The collapse of financial institutions is just one part of a disturbing failure of leadership in the business sector and is part of a wider crisis at all levels of society. The business world, pushed by government, has capitulated to greed and deception and that put people in financial jeopardy. Sadly, all this plays to a conundrum identified by David Lillenthal with regards to the United States: “Big business is basic to the very life of this country; and yet many–perhaps most–Americans have a deep-seated fear and an emotional repugnance to it.”
The financial debacle is serious but ultimately small change compared to the cost of unnecessary programs to deal with non-existent global warming, natural climate change and many other so-called environmental problems.
As Louise Gray explained in The Daily Telegraph in mid-September about the problems facing Britain, “We are looking at something that looks like a slow motion train crash,” and quoted another author who accused the Labour government of vacillating over climate change and energy policy, starving the power industry of direction and reducing investment to a minimum.
What was Gray referring to?

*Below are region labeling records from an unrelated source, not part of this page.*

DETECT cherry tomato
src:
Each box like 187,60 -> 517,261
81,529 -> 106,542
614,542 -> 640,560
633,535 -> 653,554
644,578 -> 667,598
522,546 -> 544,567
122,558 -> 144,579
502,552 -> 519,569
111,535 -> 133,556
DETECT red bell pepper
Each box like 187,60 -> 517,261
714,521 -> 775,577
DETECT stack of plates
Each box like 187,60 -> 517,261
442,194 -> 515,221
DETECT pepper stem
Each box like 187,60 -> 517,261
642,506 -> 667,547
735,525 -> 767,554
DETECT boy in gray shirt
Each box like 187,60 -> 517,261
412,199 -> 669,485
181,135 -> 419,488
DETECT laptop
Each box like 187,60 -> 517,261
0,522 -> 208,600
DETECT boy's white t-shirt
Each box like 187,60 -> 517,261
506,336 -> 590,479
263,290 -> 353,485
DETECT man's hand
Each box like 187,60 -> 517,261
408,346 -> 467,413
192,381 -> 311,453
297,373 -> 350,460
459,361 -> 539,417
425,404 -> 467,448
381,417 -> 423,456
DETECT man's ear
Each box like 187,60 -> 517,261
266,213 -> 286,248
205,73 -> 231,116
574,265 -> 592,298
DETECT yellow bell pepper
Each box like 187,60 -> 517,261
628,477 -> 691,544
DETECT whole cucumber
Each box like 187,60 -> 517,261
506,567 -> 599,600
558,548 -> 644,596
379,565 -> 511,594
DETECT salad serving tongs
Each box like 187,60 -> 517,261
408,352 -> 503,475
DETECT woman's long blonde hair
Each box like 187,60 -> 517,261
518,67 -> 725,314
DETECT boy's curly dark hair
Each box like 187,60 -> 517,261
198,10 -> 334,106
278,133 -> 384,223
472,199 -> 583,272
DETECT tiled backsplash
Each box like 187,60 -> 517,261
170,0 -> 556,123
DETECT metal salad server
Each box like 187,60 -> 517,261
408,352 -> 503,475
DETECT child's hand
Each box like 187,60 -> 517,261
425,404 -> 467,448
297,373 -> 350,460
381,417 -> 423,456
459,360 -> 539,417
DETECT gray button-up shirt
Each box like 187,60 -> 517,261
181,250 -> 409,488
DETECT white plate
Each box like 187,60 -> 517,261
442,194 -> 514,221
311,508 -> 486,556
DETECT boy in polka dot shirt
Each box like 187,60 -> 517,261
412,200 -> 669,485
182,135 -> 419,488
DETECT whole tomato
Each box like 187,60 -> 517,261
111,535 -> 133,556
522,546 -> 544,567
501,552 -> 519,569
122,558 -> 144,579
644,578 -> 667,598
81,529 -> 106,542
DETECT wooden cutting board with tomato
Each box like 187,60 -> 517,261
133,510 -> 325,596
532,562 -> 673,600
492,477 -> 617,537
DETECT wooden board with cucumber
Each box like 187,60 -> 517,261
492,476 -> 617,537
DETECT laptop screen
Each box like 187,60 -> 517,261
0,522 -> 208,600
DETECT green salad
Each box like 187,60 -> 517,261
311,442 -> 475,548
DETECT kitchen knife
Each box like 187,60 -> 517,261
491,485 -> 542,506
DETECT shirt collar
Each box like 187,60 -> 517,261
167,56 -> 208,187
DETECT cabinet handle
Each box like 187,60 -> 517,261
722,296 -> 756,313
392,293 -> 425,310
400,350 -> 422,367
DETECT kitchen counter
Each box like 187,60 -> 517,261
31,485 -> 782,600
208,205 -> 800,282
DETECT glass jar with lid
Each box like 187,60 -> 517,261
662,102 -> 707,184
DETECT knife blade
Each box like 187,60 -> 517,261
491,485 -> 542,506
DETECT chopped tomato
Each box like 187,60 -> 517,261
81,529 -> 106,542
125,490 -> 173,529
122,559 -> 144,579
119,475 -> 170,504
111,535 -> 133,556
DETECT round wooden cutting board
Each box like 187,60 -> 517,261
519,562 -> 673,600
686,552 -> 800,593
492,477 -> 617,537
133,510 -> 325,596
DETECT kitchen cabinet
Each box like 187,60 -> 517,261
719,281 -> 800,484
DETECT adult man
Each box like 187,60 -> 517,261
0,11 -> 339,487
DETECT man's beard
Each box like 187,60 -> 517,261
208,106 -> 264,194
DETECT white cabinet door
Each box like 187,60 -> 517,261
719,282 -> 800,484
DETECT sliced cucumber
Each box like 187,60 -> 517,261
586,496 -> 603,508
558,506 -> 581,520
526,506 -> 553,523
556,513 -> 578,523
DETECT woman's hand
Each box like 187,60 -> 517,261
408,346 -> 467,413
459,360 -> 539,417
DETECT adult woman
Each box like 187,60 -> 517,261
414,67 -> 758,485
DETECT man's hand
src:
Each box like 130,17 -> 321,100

Businesses that collude with governments and both of which capitulate to bullying from environmentalists, a problem exacerbated when they exploit the opportunities to make money from peoples’ fears and lack of knowledge, none of which actually resolves any problems.
In the long run, this business-environment-government collusion will be more devastating and costly to political freedom and global economies than the U.S. market problems. It already costs the poor people of the world, faced as they are with higher prices and more scarcity for the very basics of life.
That’s problematic, this deliberate greed and cynical exploitation.
For example, Enron has become synonymous with corporate corruption and a major part of that was the shell game was carbon credits. Enron and British Petroleum (BP) exploited the environmental issue of alternative energy and carbon credits before global warming was even a full-blown myth in the public domain.
As writer Deborah Barnes notes, “Before the company collapsed under the weight of financial scandal, Enron under CEO Ken Lay was a key proponent of the cap-and-trade idea. So was BP’s Lord John Browne….” The fact is the companies expected to profit handsomely from the Kyoto global warming fears by creating the worldwide trading network in carbon emissions credits.
Over the years, I’ve noticed a disturbing trend in business. When they make money, they tell government to leave them alone; when lose money, they plead for government help. In the environmental game, I’ve also watched business duplicity. One can argue they have been bullied into capitulation, but in doing so they have put self-interest and profit ahead of logic, the truth and what is best for people and their country.
For example, why would Exxon apologize for and withdraw funding from research to determine what the climate is actually doing when it is essential to their business to know? Surely Exxon shareholders would expect the company to do the research necessary to protect and maximize their investments. Why would oil companies fund agencies that are openly advocating their demise?
The really troubling outcome from such actions is that they may destroy the very institutions they represent. People have a very low opinion of politicians for similar poor performances and self-aggrandizement, but unless they are megalomaniacs they do little long-term harm. As cynical wisdom has it, “If we get rid of this bunch of scoundrels, we just get another bunch of scoundrels.”
However, misuse and abuse of the financial system undermines capitalism, the very institution that has created better quality of life and freedoms for all the people, and allows socialists and communists to take over. As Milton Friedman explained, “What kind of society isn’t structured on greed? The problem of social organization is how to set up an arrangement under which greed will do the least harm; capitalism is that kind of a system.”
Similarly, abuse of environmental issues by business combines with its exploitation by environmentalists to place the entire concept in jeopardy. The environment is important and making sure it is not harmed is critical, but when the public find out what problems do not exist or have been manipulated and exploited, they will in the future say: we don’t believe anything you say.
Perhaps the saddest comment of all is that business and industry have the capability to deal with environmental issues but some environmentalists consistently fail to offer meaningful solutions and lack the necessary management and organizational skills; these are the armchair environmentalists who don’t understand the science, who want to tell other people how to live and think government can solve all problems. Then, too many in the business world adopt the ill-advised positions.
Before business, government, and environmentalists collude and continue to rush to judgment, they and we need to keep in mind the unintended outcome identified by John Henry Boetcker: “You cannot strengthen the weak by weakening the strong. You cannot help the wager by pulling down the wage payer. You cannot help the poor by destroying the rich. You cannot help men permanently by doing for them what they could and should do for themselves.”